Demystifying the Insolvency and Bankruptcy Code
In response to recurring financial defaults in India, the government implemented robust legal measures to empower lenders in holding defaulting companies accountable, despite challenges posed by democratic principles and limited effective legal avenues.
Challenges in Legal Procedures
- In current laws: SARFAESI Act, DRTs, BIFR, and SICA faced time delays, rigid criteria, and overlapping laws, hindering effective debt recovery.
- Winding-up Effectiveness: Companies Act 1956's winding up process, though slow, yielded more logical conclusions through liquidation or negotiation.
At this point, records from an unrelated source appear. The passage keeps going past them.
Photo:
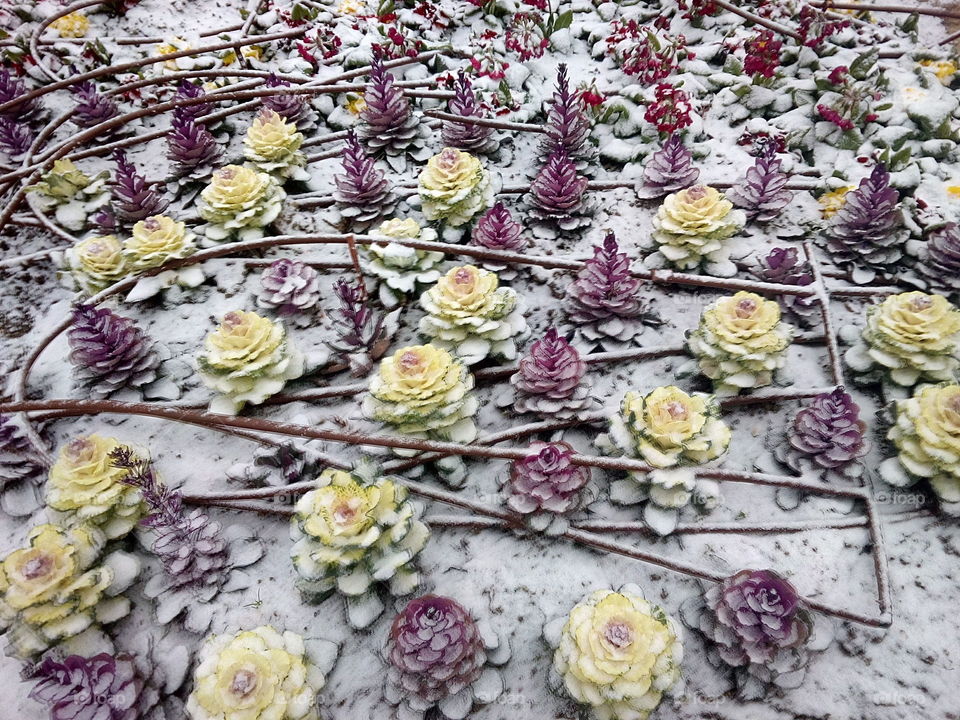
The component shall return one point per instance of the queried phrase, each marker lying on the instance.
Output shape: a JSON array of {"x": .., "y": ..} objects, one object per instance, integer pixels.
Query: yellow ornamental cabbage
[
  {"x": 239, "y": 201},
  {"x": 273, "y": 145},
  {"x": 56, "y": 588},
  {"x": 909, "y": 338},
  {"x": 692, "y": 224},
  {"x": 927, "y": 437},
  {"x": 357, "y": 529},
  {"x": 400, "y": 267},
  {"x": 257, "y": 674},
  {"x": 96, "y": 263},
  {"x": 454, "y": 186},
  {"x": 247, "y": 359},
  {"x": 618, "y": 655},
  {"x": 740, "y": 342},
  {"x": 72, "y": 25},
  {"x": 423, "y": 390},
  {"x": 156, "y": 240},
  {"x": 85, "y": 487},
  {"x": 470, "y": 315}
]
- Limited Recovery Success: SARFAESI offered debt restructuring, but till 2016, poor statistics indicated inadequate results for banks' recovery efforts.
Need for Insolvency and Bankruptcy code (IBC)
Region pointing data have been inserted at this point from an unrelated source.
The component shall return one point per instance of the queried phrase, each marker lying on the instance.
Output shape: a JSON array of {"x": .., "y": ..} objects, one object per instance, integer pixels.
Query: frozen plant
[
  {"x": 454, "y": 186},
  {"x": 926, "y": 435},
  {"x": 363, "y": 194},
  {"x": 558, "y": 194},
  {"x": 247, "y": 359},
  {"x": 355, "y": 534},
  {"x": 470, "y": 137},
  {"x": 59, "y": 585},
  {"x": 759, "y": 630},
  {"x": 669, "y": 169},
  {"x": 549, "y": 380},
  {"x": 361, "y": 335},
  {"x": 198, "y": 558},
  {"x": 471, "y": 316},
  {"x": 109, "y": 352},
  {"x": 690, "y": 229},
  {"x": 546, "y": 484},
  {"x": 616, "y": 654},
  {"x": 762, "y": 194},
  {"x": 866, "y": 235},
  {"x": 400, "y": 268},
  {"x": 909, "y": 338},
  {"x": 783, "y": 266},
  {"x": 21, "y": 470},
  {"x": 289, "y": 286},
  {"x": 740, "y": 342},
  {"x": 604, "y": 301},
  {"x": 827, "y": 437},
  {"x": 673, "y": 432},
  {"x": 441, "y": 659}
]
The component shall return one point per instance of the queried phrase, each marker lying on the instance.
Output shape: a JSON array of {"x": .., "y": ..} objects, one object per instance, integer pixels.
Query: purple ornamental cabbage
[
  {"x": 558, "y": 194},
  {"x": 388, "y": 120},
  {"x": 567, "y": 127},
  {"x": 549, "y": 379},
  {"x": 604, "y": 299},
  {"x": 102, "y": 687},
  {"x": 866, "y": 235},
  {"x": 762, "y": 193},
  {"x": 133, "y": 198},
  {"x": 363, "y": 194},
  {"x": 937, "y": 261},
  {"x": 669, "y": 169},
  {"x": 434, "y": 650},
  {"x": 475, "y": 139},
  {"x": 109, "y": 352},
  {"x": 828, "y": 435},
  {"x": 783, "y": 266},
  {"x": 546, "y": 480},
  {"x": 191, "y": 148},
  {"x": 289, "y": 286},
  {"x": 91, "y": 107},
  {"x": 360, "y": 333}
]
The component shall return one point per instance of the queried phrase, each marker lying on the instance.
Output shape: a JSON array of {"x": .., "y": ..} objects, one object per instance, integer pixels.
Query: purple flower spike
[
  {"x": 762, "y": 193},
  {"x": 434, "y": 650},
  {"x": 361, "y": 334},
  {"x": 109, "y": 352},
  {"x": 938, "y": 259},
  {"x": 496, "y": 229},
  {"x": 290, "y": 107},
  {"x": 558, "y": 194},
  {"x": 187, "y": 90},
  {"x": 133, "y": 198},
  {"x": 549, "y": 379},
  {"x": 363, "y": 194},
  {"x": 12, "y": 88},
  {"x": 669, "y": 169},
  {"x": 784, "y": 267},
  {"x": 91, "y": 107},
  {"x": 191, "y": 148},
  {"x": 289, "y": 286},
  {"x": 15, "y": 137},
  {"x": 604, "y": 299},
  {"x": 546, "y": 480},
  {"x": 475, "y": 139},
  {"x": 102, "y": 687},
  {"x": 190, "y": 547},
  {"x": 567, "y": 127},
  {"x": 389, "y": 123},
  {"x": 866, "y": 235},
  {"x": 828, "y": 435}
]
- RDDBFI and SARFAESI Shortcomings: Recovery efforts through RDDBFI and SARFAESI led to increasing bad debts for banks. SARFAESI's recovery declined due to reduced effectiveness.
- Post-Liberalization Scenario: After 1991's liberalization, foreign companies' entry and unchecked lending led to growth, but lack of adherence to parameters and due diligence caused loans to turn bad.
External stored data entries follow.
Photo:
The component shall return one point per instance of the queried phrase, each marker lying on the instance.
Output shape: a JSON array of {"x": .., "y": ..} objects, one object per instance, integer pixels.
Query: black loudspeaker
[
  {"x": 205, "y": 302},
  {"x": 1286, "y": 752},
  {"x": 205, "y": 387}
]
- Lending Challenges: Loans for expansion turned non-performing, banks faced multiple restructuring proposals, trapping lenders deeper, leading to a point of no return for Indian businesses.
Debate over IBC
- Challenges in Execution Proceedings: Execution proceedings were lengthy, making winding up unattractive. BIFR sheltered defaulting companies, deviating from rehabilitation intent.
- Inception of IBC: The Indian banking sector faced mounting issues due to non-merit loans, necessitating exceptional measures. IBC, introduced in 2016, aimed at recovery and reformation.
- Debate over IBC: IBC, a significant law, garnered support from banks but raised concerns for operational creditors and promoters due to asset distribution and creditor control.